Ban nonetheless said he could not order an international probe, which the Indian Ocean nation has refused as a violation of its sovereignty, without Sri Lanka's consent or a decision from member states to push it ahead.

"We don't consider this report an official U.N. report. It is a personal report. We totally reject it. If officially asked by the U.N. Security Council or any of the U.N. bodies, the government has enough evidence and material to provide," said Lakshman Hulugalle, director-general of the state's Media Centre for National Security.

Sri Lanka's government since last week has repeatedly called the report fraudulent and biased, after parts of it were leaked in local newspapers. It also said the world body was seeking to pre-empt the findings of its own Lessons Learned and Reconciliation Commission.

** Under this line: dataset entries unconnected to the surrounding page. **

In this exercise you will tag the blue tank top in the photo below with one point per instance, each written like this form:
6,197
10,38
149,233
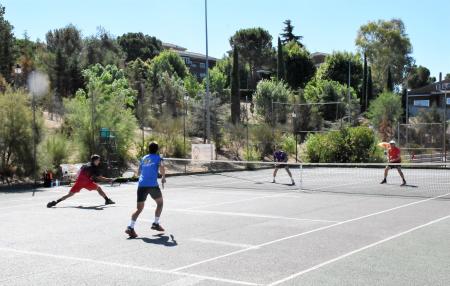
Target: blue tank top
149,170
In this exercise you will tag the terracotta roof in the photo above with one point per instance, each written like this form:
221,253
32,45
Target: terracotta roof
434,88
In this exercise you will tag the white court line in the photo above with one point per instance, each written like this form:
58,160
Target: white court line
219,242
306,233
121,265
357,251
249,215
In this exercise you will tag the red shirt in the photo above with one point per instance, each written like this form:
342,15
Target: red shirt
394,155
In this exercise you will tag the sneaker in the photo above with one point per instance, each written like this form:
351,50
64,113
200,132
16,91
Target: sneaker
51,204
130,231
157,227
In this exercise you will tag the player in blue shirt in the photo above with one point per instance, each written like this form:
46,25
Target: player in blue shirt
281,157
148,185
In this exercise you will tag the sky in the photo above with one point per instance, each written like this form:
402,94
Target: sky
326,25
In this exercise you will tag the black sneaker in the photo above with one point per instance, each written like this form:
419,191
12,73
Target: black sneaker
131,233
51,204
156,226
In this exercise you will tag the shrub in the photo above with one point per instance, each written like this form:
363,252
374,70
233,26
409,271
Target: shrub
348,145
53,151
288,143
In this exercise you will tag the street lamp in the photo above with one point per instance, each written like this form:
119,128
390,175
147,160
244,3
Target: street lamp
38,84
294,116
17,73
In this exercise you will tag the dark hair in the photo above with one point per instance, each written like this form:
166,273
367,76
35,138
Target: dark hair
95,157
153,147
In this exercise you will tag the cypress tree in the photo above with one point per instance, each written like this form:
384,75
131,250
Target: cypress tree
364,86
280,61
235,89
369,86
390,82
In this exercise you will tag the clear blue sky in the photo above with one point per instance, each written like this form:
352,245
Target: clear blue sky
326,25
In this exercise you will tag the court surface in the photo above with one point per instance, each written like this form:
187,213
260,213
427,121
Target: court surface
237,228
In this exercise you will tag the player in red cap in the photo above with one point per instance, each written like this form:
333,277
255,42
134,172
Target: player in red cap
86,180
395,158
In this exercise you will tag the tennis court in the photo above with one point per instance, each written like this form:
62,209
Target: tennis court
342,228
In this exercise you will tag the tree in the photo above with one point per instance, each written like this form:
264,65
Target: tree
109,98
389,82
138,45
288,35
370,93
386,44
418,76
336,67
235,89
280,61
65,46
102,49
255,48
364,100
384,113
323,91
267,92
16,131
299,65
6,46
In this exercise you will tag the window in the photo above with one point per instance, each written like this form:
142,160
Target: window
422,103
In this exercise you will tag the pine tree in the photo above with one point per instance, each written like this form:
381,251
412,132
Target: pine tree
390,82
369,86
235,89
6,46
280,61
288,34
364,86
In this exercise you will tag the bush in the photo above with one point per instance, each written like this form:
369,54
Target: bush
288,143
269,91
16,133
348,145
265,137
53,152
384,112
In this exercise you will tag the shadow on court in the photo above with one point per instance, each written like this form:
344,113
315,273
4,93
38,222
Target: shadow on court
160,239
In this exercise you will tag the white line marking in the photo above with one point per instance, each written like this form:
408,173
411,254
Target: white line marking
127,266
305,233
357,251
249,215
219,242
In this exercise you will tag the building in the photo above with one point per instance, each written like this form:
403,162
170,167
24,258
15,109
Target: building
318,58
196,62
423,98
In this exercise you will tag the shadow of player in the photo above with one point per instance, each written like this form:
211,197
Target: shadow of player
161,239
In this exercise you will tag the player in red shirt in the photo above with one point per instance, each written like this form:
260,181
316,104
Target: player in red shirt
86,180
394,157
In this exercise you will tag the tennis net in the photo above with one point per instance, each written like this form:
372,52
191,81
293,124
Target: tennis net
422,179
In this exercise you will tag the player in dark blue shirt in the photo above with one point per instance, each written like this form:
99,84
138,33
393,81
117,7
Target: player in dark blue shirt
280,156
148,185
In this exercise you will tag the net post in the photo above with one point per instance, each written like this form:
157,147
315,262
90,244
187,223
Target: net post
301,177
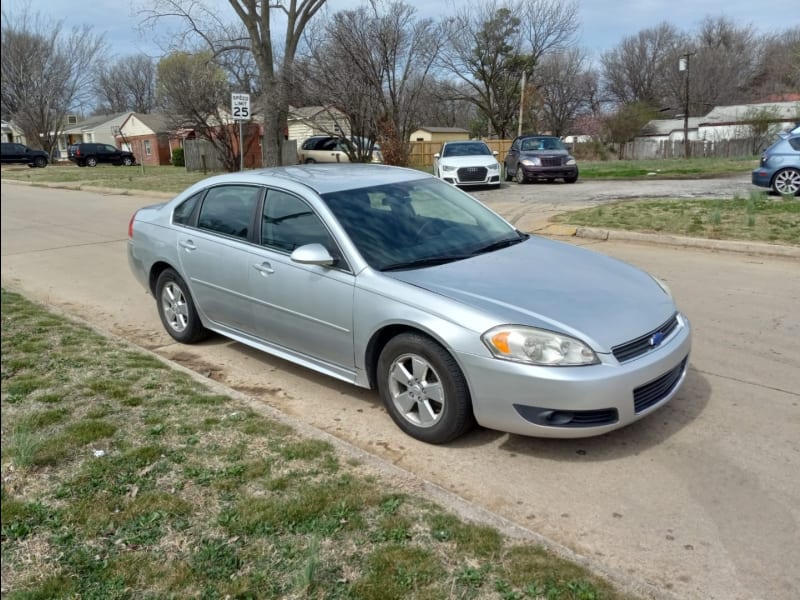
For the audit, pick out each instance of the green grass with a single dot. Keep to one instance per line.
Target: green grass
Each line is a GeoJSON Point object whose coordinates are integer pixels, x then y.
{"type": "Point", "coordinates": [677, 168]}
{"type": "Point", "coordinates": [125, 479]}
{"type": "Point", "coordinates": [759, 218]}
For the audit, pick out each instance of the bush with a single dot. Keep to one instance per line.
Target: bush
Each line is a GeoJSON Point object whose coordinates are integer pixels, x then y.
{"type": "Point", "coordinates": [177, 158]}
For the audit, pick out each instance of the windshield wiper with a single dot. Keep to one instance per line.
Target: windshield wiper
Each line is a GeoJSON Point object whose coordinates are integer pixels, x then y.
{"type": "Point", "coordinates": [505, 243]}
{"type": "Point", "coordinates": [431, 261]}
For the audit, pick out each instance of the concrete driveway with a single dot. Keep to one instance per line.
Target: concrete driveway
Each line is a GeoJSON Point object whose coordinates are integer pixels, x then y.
{"type": "Point", "coordinates": [700, 500]}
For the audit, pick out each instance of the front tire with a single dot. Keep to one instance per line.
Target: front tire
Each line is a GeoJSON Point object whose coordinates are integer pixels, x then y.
{"type": "Point", "coordinates": [423, 389]}
{"type": "Point", "coordinates": [519, 176]}
{"type": "Point", "coordinates": [176, 309]}
{"type": "Point", "coordinates": [786, 182]}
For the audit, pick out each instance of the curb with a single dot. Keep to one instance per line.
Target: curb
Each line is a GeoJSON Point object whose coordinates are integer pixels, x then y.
{"type": "Point", "coordinates": [760, 248]}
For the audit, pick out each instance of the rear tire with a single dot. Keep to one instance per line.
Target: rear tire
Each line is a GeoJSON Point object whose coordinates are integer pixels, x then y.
{"type": "Point", "coordinates": [786, 182]}
{"type": "Point", "coordinates": [176, 309]}
{"type": "Point", "coordinates": [423, 389]}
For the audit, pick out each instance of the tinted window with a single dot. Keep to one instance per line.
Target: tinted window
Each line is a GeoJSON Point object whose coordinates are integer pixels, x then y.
{"type": "Point", "coordinates": [228, 209]}
{"type": "Point", "coordinates": [287, 222]}
{"type": "Point", "coordinates": [183, 212]}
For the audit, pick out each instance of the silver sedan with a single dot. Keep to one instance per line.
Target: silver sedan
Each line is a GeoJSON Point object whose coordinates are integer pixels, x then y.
{"type": "Point", "coordinates": [394, 280]}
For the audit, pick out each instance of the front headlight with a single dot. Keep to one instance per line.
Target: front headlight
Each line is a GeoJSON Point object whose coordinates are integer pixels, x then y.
{"type": "Point", "coordinates": [537, 346]}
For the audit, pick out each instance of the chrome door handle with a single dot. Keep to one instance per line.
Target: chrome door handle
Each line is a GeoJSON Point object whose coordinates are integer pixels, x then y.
{"type": "Point", "coordinates": [264, 268]}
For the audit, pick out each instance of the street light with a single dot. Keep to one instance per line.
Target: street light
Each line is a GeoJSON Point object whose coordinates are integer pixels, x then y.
{"type": "Point", "coordinates": [683, 65]}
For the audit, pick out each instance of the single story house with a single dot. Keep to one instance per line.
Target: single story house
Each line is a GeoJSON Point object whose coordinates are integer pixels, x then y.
{"type": "Point", "coordinates": [439, 134]}
{"type": "Point", "coordinates": [147, 136]}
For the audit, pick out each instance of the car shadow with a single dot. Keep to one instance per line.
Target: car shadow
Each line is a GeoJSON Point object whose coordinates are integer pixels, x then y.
{"type": "Point", "coordinates": [652, 430]}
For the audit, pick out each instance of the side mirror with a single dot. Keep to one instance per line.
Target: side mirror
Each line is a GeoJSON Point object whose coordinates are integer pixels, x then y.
{"type": "Point", "coordinates": [313, 254]}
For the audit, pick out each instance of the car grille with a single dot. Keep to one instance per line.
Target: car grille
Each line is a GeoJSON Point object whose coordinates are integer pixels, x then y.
{"type": "Point", "coordinates": [472, 174]}
{"type": "Point", "coordinates": [651, 393]}
{"type": "Point", "coordinates": [641, 345]}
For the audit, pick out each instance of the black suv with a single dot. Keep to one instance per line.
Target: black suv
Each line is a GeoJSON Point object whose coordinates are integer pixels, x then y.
{"type": "Point", "coordinates": [533, 157]}
{"type": "Point", "coordinates": [89, 155]}
{"type": "Point", "coordinates": [19, 154]}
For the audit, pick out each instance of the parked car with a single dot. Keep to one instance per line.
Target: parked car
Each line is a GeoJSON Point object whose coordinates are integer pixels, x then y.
{"type": "Point", "coordinates": [467, 163]}
{"type": "Point", "coordinates": [325, 148]}
{"type": "Point", "coordinates": [22, 155]}
{"type": "Point", "coordinates": [534, 157]}
{"type": "Point", "coordinates": [779, 168]}
{"type": "Point", "coordinates": [392, 279]}
{"type": "Point", "coordinates": [91, 154]}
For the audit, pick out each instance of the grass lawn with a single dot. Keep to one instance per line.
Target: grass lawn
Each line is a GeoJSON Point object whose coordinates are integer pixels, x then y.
{"type": "Point", "coordinates": [677, 168]}
{"type": "Point", "coordinates": [759, 218]}
{"type": "Point", "coordinates": [125, 479]}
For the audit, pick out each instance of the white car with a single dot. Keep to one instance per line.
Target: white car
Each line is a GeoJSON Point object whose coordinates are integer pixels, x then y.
{"type": "Point", "coordinates": [465, 163]}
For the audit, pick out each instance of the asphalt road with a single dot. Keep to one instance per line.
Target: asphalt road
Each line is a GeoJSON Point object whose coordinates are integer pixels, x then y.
{"type": "Point", "coordinates": [700, 500]}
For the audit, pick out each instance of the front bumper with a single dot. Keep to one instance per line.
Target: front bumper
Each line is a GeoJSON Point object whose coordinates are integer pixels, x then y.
{"type": "Point", "coordinates": [560, 172]}
{"type": "Point", "coordinates": [573, 402]}
{"type": "Point", "coordinates": [762, 177]}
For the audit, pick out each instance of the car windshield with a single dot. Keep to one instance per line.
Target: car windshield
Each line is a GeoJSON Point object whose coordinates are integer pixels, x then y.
{"type": "Point", "coordinates": [542, 143]}
{"type": "Point", "coordinates": [469, 149]}
{"type": "Point", "coordinates": [418, 223]}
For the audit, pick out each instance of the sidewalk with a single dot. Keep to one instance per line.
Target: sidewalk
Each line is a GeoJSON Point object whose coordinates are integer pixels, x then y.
{"type": "Point", "coordinates": [558, 230]}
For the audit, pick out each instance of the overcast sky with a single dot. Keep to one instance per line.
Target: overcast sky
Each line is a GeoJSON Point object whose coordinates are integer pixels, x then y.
{"type": "Point", "coordinates": [603, 23]}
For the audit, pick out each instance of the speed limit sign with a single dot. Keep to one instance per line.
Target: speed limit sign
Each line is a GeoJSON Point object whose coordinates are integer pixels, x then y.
{"type": "Point", "coordinates": [240, 106]}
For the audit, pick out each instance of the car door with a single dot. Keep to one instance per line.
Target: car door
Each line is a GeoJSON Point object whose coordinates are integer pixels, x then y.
{"type": "Point", "coordinates": [215, 254]}
{"type": "Point", "coordinates": [512, 158]}
{"type": "Point", "coordinates": [307, 309]}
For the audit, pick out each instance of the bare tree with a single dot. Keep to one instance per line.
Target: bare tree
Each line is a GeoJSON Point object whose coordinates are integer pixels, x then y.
{"type": "Point", "coordinates": [374, 64]}
{"type": "Point", "coordinates": [127, 84]}
{"type": "Point", "coordinates": [490, 44]}
{"type": "Point", "coordinates": [778, 69]}
{"type": "Point", "coordinates": [275, 64]}
{"type": "Point", "coordinates": [45, 73]}
{"type": "Point", "coordinates": [566, 88]}
{"type": "Point", "coordinates": [193, 90]}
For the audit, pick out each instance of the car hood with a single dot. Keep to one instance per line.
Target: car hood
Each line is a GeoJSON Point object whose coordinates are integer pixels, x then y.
{"type": "Point", "coordinates": [555, 286]}
{"type": "Point", "coordinates": [478, 160]}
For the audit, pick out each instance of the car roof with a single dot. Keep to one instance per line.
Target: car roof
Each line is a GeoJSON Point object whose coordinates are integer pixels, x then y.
{"type": "Point", "coordinates": [323, 178]}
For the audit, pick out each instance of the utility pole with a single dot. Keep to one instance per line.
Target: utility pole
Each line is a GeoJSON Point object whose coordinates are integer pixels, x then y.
{"type": "Point", "coordinates": [683, 65]}
{"type": "Point", "coordinates": [521, 105]}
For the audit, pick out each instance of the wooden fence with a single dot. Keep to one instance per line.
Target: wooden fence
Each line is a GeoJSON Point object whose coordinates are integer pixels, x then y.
{"type": "Point", "coordinates": [654, 149]}
{"type": "Point", "coordinates": [201, 155]}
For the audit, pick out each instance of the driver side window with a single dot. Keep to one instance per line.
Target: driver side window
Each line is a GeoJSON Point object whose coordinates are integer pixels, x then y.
{"type": "Point", "coordinates": [287, 222]}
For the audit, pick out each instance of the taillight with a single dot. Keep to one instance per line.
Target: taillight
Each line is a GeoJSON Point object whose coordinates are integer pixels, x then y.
{"type": "Point", "coordinates": [130, 226]}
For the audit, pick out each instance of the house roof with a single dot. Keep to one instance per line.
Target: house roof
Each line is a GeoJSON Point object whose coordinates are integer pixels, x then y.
{"type": "Point", "coordinates": [443, 129]}
{"type": "Point", "coordinates": [96, 122]}
{"type": "Point", "coordinates": [309, 112]}
{"type": "Point", "coordinates": [158, 122]}
{"type": "Point", "coordinates": [667, 126]}
{"type": "Point", "coordinates": [724, 115]}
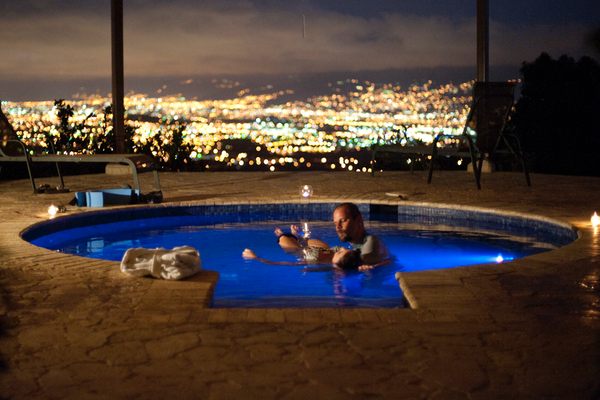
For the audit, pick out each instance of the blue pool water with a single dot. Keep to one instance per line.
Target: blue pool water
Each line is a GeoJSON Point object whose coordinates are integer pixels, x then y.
{"type": "Point", "coordinates": [221, 237]}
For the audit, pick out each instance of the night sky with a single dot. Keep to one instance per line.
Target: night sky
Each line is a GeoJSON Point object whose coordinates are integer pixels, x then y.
{"type": "Point", "coordinates": [50, 47]}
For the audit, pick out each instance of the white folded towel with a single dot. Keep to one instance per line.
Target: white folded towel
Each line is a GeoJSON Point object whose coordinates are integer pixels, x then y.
{"type": "Point", "coordinates": [177, 263]}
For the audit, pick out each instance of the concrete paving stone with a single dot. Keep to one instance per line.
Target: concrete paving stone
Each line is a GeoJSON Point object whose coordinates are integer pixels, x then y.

The foreign ministry had no immediate comment. Last week, External Affairs Minister G.L. Peiris said the government would comment on the contents after the report was made public.

The report represents the biggest pressure brought to bear on the government since the end of the war, when Western governments pushed in vain for a cease-fire to protect civilians.

The government refused on the grounds that the Tigers had created civilian crises in the past to build international pressure for truces, which it then used to re-arm.

Probe seen unlikely

Sri Lanka has consistently denied allegations that it targeted civilians. It has acknowledged that some were killed as troops advanced on an ever-shrinking patch of land on the northeastern coast of the island.

President Mahinda Rajapaksa has urged supporters to rally on May Day against the report and its findings, which the government says are taken from biased accusations made by rights groups and pro-Tiger members of the Tamil diaspora.

Because Sri Lanka is not a member of the International Criminal Court, the U.N. Security Council would have to vote to ask the Hague-based court to probe war crimes, since the government will not permit an investigation.

Russia and China, which both have veto power on the council, and India are opposed to formal Security Council involvement in Sri Lanka, diplomats told Reuters. Practically, that means there is little chance of an international investigation.

Many ordinary Sri Lankans are bemused at the push to investigate war crimes, now that the country is enjoying its first peace in almost 30 years.

"Who did what war crimes and at what time to me are side games quite frankly," a Western diplomat serving in Colombo told Reuters on condition of anonymity.

Sri Lanka's 40-year history of state-sponsored rights violations, borne of the separatist war and 1971 and 1988-89 Marxist insurgencies that were put down at the cost of more than 100,000 lives, is what needs to be addressed, the diplomat said.

"What's more important is that there is a national discussion about these issues, and the president has the perfect opportunity, with clear skies for the next five years until he has another election," the diplomat said.